The United Nations Expresses Concern over Human Rights in Ecuador, and Jorge Glas
On November 7, the United Nations Human Rights Committee released its findings on Ecuador as part of its latest review of the country. The report expressed concern over the government’s handling of the security situation, as the militarized response in both the streets and prisons has attracted widespread criticism for human rights violations.
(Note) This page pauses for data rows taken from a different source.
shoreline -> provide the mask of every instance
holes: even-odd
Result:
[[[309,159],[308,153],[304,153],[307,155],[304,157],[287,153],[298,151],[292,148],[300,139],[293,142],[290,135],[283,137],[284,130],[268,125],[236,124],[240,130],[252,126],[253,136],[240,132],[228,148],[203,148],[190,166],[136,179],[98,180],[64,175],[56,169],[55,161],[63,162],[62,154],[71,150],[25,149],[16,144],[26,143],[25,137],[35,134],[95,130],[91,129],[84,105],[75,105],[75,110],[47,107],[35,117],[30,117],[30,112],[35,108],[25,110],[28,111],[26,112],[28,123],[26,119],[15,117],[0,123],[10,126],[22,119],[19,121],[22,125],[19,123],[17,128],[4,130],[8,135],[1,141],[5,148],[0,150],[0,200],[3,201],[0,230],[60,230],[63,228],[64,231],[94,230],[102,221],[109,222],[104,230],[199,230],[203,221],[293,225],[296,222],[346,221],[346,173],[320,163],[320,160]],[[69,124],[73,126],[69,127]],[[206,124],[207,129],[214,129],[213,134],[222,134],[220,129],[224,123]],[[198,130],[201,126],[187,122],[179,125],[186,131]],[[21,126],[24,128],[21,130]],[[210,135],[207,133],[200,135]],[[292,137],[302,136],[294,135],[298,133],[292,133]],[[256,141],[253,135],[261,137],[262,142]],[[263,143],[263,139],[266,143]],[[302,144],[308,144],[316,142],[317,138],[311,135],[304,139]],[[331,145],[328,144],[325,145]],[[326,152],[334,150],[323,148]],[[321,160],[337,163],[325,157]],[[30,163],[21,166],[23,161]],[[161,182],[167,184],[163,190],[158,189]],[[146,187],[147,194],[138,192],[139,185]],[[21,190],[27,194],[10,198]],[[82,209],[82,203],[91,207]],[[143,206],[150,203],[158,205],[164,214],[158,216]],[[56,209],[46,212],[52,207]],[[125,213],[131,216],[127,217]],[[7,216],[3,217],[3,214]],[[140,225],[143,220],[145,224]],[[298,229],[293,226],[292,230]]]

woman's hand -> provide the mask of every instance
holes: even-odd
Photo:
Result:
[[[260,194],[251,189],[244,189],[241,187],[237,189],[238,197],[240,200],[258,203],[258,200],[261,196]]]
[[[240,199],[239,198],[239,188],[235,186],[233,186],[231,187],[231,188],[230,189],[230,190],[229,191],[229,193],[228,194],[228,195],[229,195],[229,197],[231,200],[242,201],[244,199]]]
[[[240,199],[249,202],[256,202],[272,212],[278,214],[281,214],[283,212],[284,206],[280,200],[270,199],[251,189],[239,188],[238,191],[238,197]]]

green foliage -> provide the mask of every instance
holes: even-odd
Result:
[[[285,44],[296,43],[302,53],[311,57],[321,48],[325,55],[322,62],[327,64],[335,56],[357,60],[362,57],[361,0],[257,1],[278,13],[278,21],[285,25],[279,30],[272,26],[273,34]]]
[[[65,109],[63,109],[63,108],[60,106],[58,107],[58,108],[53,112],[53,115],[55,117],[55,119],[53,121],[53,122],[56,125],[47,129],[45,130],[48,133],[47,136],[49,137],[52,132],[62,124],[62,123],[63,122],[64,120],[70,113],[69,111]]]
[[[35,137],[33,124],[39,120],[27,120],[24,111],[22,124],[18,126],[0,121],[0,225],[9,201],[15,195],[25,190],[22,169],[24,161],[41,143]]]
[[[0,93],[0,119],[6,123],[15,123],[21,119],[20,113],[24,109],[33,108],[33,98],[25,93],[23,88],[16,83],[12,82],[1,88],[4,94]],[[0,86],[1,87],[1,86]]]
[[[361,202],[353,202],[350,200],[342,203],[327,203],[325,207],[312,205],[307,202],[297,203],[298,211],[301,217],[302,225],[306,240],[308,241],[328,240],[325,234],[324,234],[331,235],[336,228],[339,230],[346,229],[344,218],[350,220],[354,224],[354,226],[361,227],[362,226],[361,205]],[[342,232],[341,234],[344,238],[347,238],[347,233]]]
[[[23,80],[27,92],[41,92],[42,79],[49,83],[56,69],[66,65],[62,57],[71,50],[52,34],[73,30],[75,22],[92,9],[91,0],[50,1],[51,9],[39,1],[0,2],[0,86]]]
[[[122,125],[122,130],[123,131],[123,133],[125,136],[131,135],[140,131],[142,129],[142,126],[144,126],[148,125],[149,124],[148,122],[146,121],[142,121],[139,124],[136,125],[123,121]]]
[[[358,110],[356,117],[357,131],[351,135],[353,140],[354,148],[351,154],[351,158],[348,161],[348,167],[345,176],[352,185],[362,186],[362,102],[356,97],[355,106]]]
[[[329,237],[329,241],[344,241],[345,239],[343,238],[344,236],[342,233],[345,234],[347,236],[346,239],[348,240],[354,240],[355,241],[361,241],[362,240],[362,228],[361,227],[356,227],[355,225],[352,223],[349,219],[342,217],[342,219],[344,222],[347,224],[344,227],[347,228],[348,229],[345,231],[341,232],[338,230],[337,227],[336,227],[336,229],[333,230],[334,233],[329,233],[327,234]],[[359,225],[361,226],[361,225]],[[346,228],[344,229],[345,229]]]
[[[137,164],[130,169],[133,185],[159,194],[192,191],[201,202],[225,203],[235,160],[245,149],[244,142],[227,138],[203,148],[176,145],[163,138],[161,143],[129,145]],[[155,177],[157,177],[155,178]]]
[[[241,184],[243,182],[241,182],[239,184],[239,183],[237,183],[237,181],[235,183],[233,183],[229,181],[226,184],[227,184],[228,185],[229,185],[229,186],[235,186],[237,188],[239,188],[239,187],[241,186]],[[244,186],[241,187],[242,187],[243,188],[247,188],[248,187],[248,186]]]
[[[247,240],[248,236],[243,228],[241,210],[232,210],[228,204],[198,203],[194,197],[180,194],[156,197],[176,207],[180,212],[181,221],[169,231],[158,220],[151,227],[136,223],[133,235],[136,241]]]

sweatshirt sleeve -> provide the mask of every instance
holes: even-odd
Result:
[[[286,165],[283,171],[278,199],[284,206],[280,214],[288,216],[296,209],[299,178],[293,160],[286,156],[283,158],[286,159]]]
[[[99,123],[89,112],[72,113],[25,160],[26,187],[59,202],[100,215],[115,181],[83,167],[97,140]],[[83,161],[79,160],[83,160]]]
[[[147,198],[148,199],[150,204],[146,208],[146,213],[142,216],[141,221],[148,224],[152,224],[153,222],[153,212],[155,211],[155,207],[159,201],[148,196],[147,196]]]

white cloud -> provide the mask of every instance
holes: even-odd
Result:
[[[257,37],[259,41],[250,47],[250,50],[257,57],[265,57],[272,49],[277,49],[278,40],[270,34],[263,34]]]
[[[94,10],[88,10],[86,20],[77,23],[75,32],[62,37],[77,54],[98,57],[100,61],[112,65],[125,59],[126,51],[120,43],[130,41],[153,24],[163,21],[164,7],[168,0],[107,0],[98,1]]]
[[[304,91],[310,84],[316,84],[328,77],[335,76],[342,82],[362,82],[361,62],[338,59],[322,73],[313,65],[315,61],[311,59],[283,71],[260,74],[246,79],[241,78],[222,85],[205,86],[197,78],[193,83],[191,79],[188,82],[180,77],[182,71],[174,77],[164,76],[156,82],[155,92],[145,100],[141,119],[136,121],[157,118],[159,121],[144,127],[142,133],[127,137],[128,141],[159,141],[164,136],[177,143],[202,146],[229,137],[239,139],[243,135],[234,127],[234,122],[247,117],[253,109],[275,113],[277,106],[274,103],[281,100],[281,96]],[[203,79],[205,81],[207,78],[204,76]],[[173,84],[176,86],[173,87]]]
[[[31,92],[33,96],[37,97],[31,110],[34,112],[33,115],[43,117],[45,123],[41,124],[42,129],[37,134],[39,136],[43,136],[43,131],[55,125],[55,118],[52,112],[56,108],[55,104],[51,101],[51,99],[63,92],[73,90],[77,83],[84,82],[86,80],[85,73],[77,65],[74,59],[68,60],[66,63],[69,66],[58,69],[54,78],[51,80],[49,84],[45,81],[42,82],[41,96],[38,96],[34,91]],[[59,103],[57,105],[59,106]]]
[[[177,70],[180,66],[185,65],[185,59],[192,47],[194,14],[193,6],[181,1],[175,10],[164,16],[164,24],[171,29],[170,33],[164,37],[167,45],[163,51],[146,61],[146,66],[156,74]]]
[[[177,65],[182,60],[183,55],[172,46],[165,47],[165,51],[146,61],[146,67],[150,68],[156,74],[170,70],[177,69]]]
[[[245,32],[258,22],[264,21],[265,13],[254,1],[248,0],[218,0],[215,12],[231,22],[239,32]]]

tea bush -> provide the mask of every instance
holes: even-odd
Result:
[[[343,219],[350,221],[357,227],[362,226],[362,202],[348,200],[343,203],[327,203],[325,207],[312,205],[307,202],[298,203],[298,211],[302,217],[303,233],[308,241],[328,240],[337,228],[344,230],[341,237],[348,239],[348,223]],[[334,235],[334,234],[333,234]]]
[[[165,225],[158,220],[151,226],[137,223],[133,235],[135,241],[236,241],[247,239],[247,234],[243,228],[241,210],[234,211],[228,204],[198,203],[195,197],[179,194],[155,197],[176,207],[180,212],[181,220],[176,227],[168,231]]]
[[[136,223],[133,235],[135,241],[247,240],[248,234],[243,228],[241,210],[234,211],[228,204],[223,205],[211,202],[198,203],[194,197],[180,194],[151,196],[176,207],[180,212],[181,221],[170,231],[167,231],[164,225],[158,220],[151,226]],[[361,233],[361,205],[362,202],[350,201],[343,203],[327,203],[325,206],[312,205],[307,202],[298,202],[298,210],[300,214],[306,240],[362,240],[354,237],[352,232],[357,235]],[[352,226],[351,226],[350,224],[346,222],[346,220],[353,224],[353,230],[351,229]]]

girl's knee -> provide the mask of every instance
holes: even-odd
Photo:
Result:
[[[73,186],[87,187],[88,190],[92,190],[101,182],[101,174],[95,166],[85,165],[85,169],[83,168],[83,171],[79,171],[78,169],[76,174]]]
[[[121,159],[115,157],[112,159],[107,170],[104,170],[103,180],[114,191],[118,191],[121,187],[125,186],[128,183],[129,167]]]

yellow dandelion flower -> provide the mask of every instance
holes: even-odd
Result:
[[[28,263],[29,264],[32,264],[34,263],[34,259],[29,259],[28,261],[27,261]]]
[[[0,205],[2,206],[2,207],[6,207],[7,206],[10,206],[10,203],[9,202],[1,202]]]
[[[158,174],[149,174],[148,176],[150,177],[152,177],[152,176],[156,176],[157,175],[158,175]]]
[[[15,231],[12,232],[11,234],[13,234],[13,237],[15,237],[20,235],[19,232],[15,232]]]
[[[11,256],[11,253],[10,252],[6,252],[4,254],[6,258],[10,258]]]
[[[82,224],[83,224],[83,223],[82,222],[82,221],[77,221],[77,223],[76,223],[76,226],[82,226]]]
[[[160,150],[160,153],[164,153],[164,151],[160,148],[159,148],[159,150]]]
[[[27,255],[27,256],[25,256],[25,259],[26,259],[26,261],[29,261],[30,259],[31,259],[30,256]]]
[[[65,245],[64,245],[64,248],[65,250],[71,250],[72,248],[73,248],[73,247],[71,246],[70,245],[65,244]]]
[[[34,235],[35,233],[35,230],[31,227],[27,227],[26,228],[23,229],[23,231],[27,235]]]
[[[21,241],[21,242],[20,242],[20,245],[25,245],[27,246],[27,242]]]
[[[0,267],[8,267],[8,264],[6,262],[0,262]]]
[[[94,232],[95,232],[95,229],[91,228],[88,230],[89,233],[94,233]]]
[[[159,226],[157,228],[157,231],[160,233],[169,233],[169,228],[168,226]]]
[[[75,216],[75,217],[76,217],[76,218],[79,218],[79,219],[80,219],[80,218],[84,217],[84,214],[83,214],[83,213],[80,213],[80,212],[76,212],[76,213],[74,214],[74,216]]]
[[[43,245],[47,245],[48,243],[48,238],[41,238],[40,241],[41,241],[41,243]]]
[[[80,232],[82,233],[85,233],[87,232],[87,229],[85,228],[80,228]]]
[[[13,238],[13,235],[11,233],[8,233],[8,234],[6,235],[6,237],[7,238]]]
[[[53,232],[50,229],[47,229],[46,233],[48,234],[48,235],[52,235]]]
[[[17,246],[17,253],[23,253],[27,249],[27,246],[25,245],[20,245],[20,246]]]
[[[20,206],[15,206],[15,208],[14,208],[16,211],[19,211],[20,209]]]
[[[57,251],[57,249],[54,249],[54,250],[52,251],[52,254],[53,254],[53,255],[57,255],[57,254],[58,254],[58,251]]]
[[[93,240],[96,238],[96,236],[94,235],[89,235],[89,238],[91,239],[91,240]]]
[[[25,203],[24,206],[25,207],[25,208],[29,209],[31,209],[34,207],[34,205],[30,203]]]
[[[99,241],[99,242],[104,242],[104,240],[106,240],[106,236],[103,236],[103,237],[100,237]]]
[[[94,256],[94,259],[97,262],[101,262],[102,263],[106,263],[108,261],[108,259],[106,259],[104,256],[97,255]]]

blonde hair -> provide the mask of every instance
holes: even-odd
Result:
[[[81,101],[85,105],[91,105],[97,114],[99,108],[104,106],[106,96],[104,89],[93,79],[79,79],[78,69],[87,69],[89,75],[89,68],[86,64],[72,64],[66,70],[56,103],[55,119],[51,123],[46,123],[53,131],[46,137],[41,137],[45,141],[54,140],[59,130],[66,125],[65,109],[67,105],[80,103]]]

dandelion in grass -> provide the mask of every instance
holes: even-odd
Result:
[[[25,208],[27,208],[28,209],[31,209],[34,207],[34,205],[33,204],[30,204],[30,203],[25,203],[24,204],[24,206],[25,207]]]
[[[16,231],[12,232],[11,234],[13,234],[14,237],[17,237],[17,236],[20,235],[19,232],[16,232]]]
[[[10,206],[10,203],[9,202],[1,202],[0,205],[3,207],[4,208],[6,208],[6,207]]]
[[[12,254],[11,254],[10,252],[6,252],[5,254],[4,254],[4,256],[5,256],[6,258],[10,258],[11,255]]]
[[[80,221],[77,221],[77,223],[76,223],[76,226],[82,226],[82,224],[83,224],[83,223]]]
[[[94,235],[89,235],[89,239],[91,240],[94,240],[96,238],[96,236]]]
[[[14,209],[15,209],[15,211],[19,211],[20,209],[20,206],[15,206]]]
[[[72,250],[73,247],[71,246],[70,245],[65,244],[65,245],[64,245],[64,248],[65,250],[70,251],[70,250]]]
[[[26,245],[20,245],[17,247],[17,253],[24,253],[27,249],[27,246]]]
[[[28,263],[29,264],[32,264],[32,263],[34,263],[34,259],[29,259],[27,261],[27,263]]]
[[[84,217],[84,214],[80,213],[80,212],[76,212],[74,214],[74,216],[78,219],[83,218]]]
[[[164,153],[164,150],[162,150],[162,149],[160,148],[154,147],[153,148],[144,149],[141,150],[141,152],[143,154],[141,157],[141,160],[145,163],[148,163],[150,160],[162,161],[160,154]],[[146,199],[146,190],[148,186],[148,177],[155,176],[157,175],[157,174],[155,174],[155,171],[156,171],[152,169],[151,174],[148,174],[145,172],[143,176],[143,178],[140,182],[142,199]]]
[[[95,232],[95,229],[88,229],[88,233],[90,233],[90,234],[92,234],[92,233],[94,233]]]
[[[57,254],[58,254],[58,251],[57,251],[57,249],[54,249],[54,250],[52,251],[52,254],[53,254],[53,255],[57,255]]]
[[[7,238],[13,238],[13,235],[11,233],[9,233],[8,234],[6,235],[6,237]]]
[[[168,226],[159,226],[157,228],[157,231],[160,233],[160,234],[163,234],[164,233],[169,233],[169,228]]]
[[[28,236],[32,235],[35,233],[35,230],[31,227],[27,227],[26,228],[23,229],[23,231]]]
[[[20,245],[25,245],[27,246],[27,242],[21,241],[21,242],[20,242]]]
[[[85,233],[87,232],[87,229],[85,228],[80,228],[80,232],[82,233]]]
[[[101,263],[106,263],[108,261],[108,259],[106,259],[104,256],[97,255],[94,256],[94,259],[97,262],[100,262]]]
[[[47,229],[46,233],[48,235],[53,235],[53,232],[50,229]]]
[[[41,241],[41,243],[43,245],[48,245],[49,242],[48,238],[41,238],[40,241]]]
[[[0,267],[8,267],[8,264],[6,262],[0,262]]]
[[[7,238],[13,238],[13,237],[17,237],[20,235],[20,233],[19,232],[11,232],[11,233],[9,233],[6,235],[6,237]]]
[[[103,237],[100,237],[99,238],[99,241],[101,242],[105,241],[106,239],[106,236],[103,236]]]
A statement noted:
The Committee was deeply alarmed by Ecuador’s frequent and seemingly normalised declarations of states of emergency at local and national levels since January 2024, including using ‘internal armed conflict’ as justification, despite relevant Constitutional Court rulings. The Committee underscored that states of emergency derogated fundamental rights… such as freedom of movement, freedom of association and assembly, disproportionately affecting vulnerable groups, especially Indigenous communities, those living in poverty, and migrants, refugees and asylum-seekers.
The Committee also raised concerns about prison overcrowding, high rates of pretrial detention, violations of due process in the enforcement of counterterrorism laws, and the arbitrary use of these laws to justify widespread arrests. And the Committee was alarmed by the lack of comprehensive data on investigations of abuses; allegations of torture and systematic use of excessive force; corruption within the judiciary; judicial reforms since 2018; and the absence of safeguards to protect judges, prosecutors, and legal professionals from harm.
A week after the release of the Committee’s report, UN Special Rapporteur on Torture Alice Jill Edwards — an Australian lawyer and scholar — issued a statement calling on the Ecuadorian government to “ensure that detained former vice-president Jorge David Glas Espinel is treated humanely and with dignity, warning that his situation may be life-threatening.” Glas served as vice president of Ecuador under Rafael Correa. Both Correa and Glas have been convicted on corruption charges based on flimsy or likely fabricated evidence in proceedings marred by lack of due process. Glas has been held in a maximum security prison since April, when Ecuadorian security forces seized him after storming the Mexican embassy, in violation of international law, following Mexico’s decision to grant him asylum.
Glas and his lawyers allege that he has been tortured in prison, and groups advocating for his release, including former Latin American presidents and human rights experts, warn that his life is at risk, either from mistreatment, poor health, or suicide. In her statement, endorsed by two other UN special rapporteurs, Edwards states, “I am disturbed by medical and other reports which suggest that Mr. Glas was subjected to torture.” She notes that Glas is held in solitary confinement for 23 hours a day in conditions that “would fall short of international standards,” and urged the government to provide the former vice president with adequate medical care. The Inter-American Commission on Human Rights, which granted Glas precautionary measures in 2019 “in the belief that he faces a serious, urgent risk of suffering irreparable damage to his rights” during a previous stint in prison, visited Glas in late October and is yet to release a decision.